Coronavirus: Hygiene-Experte warnt vor Fehlinformation in deutschen Medien und „Händewaschen“

Die Spielwarenmesse ist "äußerst kritisch", sagt Hygiene-Experte Klaus-Dieter Zastrow. "Einen besseren Multiplikator könnte es gar nicht geben. Entweder sagt man diese Messe ab oder man hält die Chinesen von der Messe fern." Er rät ausdrücklich zu Mund-Nasen-Schutz-Masken und gründlichem Desinfizieren der Hände.
Epoch Times28. Januar 2020

Ab den Morgenstunden des 29. Januar werden Tausende und Abertausende nach Nürnberg strömen. Denn dort findet die beliebte Spielwarenmesse 2020 statt, 2.886 Aussteller aus 68 Ländern und  67.000 Besucher aus 132 Ländern werden erwartet, darunter auch 360 Aussteller aus China.

In Anbetracht des bereits in Bayern ausgebrochenen Infekts mit dem aus China stammenden Coronavirus „2019-nCoV“ hält Hygiene-Experte Klaus-Dieter Zastrow, früherer Leiter des Fachgebiets „Übertragbare Krankheiten, Impfwesen und Krankenhaushygiene“ am Robert-Koch-Institut, es für „unverantwortlich“, dass die bis 2. Februar andauernde Messe nicht abgesagt wird.

Diese Situation ist „äußerst kritisch“, sagte Zastrow gegenüber Epoch Times. So viele Besucher und so viele Händler.

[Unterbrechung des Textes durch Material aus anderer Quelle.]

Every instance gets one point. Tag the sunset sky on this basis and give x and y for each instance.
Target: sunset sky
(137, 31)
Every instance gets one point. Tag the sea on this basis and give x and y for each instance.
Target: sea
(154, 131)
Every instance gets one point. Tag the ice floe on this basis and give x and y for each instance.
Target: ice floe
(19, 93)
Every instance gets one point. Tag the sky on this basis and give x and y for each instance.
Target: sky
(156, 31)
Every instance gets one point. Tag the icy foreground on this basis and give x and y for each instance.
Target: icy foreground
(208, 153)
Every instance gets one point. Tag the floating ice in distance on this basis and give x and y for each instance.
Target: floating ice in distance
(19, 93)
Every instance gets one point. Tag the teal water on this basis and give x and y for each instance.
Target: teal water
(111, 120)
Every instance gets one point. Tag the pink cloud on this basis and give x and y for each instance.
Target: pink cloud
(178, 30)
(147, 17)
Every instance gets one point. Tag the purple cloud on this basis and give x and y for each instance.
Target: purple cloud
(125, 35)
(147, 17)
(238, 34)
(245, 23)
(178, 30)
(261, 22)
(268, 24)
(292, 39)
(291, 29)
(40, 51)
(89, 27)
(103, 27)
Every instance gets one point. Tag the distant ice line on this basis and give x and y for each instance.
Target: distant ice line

Einen besseren Multiplikator könnte es gar nicht geben. Entweder sagt man diese Messe ab oder man hält die Chinesen von der Messe fern.“

Zu diesem Zeitpunkt dürfte man die chinesischen Händler nicht einreisen lassen und auch alle anderen sollten lieber die Spielwarenmesse meiden, wenn ihnen ihre Gesundheit lieb ist.

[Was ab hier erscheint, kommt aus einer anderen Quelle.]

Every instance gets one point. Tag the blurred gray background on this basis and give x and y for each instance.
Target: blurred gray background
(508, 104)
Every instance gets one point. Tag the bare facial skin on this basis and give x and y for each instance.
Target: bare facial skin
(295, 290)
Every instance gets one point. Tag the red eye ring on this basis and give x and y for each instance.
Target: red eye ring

Veranstalter kann die Einreise nicht  kontrollieren

Auf aktuelle Anfrage der Epoch Times, unter Hinweis auf den Experten, verwies der Veranstalter auf das offizielle Statement von Ernst Kick, Vorstandsvorsitzender der Spielwarenmesse eG. Darin heißt es:

„Wir können als Messe-Organisation nicht die Einreise in unser Land kontrollieren und verlassen uns in diesem Fall auf die seit Jahren bewährten Kontrollsysteme an den großen Aus- und Einreiseflughäfen – dies gilt auch für die Besucher. Oberste Priorität haben für uns als Veranstalter die Hygienemaßnahmen vor Ort. Dazu haben wir die Desinfektionsspender auf dem Messegelände aufgestockt. Alle Hygieneregeln und Vorsichtsmaßnahmen, die sowieso während der Grippezeit gelten, greifen auch in diesem Fall. Wir stehen in Kontakt mit dem Gesundheitsamt, beobachten die ständige Entwicklung und werden die Entscheidung der WHO in unserer Organisation berücksichtigen.“

Mehr konnte das Unternehmen zur Anfrage der Epoch Times am Dienstnachmittag, in der wir eindringlich auf die Empfehlung des Experten hingewiesen haben, nicht sagen, „weil die Messe ja morgen erst öffnet und wir uns auf die Veranstaltung konzentrieren.“

Vorsichtsmaßnahmen der Stadt Nürnberg „ausgebaut“

Die Stadt Nürnberg verweist auf „ausgebaute Vorsichtsmaßnahmen“. Da China bereits sehr umfassende Quarantänemaßnahmen zur Vermeidung einer weiteren Ausbreitung der Krankheit ergriffen habe, sei damit zu rechnen, dass Personen aus den Gebieten mit zahlreichen Erkrankungsfällen, vor allem aus der Provinz Hubei mit der Metropole Wuhan, gar nicht mehr ausreisen könnten. Zudem bestehe zwischen China und Nürnberg keine Direktflugverbindung. Mögliche Verdachtsfälle würden bereits vor der Ausreise oder bei der Ankunft an einem anderen deutschen Flughafen festgestellt, so die Aussage der Stadt.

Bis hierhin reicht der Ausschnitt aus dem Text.